[ntp:questions] Sub-millisecond NTP synchronization for local network

Ryan Malayter malayter at gmail.com
Tue Dec 9 14:35:30 UTC 2008


On Mon, Dec 8, 2008 at 7:27 PM, Rick Jones <rick.jones2 at hp.com> wrote:
> I believe you are confusing TSO and LRO, which are stateless offloads
> (TCP connection state) with TOE (TCP Offload Engine) which is a
> statefull offload - TCP connection state kept in the card rather than
> the host stack.  It is indeed true there is a considerable and likely
> to continue immune response in "netdev" to TOE, but they are quite
> pleased with stateless offloads like TSO and LRO.

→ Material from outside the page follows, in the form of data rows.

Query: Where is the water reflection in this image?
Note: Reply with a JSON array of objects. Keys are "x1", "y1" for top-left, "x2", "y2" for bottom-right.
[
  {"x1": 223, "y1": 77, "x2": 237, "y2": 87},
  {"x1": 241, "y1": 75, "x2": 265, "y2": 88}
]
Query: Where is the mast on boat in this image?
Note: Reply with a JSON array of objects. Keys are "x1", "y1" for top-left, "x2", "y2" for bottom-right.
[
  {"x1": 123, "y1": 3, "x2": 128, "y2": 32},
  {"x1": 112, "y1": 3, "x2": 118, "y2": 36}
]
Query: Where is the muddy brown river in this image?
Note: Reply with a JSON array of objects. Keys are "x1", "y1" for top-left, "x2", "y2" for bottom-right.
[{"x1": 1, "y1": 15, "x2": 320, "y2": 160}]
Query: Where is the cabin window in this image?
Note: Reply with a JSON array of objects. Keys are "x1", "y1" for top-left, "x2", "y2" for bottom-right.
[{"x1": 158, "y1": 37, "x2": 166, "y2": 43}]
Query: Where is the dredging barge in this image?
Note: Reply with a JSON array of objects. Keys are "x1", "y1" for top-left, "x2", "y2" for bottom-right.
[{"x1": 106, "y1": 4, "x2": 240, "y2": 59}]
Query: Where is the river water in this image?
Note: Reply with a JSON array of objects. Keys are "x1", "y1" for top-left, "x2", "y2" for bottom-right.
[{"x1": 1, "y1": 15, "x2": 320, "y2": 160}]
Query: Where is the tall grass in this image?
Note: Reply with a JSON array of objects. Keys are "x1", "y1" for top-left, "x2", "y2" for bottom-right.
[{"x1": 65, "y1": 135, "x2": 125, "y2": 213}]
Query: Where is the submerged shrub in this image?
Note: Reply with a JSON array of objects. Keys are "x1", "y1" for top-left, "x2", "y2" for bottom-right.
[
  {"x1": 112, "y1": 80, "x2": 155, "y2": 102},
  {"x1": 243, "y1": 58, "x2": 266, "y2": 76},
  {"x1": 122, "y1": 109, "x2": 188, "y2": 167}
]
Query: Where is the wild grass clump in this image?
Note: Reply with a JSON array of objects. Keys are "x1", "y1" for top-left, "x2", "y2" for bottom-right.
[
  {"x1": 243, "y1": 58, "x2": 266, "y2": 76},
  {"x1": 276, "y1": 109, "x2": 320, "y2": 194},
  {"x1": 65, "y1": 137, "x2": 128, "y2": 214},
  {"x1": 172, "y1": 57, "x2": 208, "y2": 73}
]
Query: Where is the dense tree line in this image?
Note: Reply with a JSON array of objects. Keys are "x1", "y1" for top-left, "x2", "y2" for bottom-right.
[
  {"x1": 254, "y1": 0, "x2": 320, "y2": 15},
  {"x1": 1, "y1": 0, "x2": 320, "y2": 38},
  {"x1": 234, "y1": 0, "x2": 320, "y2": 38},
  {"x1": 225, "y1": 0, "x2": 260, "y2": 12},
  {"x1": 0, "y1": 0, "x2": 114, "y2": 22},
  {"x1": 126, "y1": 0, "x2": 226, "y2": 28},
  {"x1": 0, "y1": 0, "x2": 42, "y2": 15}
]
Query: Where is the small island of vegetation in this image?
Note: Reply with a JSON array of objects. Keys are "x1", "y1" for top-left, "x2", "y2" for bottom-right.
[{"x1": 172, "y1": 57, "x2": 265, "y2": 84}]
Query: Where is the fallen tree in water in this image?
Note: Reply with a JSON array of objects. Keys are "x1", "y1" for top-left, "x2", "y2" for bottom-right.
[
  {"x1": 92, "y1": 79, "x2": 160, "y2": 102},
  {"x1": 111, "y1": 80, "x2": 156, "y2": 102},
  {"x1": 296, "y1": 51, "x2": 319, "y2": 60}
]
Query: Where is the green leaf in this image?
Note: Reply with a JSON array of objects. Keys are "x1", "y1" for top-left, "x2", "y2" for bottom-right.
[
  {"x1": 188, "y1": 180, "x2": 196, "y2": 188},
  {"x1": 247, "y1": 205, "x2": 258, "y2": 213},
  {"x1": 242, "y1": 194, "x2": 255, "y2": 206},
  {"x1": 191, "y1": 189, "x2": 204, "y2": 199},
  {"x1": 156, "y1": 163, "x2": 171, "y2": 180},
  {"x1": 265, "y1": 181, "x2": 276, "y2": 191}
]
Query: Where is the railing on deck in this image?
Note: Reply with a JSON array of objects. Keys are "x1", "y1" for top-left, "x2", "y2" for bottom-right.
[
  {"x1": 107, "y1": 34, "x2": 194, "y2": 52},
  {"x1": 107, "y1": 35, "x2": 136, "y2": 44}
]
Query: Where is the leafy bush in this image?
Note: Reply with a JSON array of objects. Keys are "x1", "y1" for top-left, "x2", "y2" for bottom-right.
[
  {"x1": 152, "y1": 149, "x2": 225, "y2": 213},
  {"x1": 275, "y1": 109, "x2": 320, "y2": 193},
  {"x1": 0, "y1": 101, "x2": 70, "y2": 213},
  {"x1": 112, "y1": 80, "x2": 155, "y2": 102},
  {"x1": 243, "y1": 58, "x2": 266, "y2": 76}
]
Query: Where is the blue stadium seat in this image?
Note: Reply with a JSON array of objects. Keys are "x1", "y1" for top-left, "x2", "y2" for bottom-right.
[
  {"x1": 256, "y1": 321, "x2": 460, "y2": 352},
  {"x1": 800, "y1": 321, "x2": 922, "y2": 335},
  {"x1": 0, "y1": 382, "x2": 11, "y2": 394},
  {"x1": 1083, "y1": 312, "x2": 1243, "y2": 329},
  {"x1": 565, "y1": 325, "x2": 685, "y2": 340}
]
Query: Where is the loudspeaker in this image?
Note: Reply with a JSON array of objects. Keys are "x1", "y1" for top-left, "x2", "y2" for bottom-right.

You're right, I was mis-remembering the scope of "No TCP Offload"
statement I linked - I read it quite a while ago. And while I think
TCP checksum offload could be considered stateless, segmentation
offload  and receive offload certainly seem to be stateful from what
I've read (the NIC deals with headers, sequence numbers, etc., and
therefore must have some knowledge of the current connection state).

So I think, perhaps, that "stateless" vs. "stateful" isn't the
deciding factor on Linux support for networking offload technologies.
It seems the kernel guys will support NIC offload techniques that are
limited in scope and don't affect things like congestion control,
instrumentation, security, etc. But they will not support full-stack
replacement (which makes a lot of sense to me). Most of the TCP stack
in Linux will always be software-based.

In any case, I agree with the kernel guys that many-core processors
will ultimately render such techniques pointless. When you have ample
CPU resources (and bus bandwidth), hardware assistance from the NIC
just adds a layer of complexity that isn't necessary. Right now,
software-only stacks have no trouble keeping up with GbE using far
less than a single modern core (even on Windows). 10GbE might change
that, but as the kernel guys argue, it will be a temporary situation,
so it's not worth a lot of effort to write NIC offload code which will
have to be supported forever.

In any case, none of this really applies to NTP, does it? Short UDP
packets, no fragmentation, no TCP checksums. Won't NTP packets always
be handled by the software-only stack on most supported platforms
(except maybe Windows with a full TOE card)?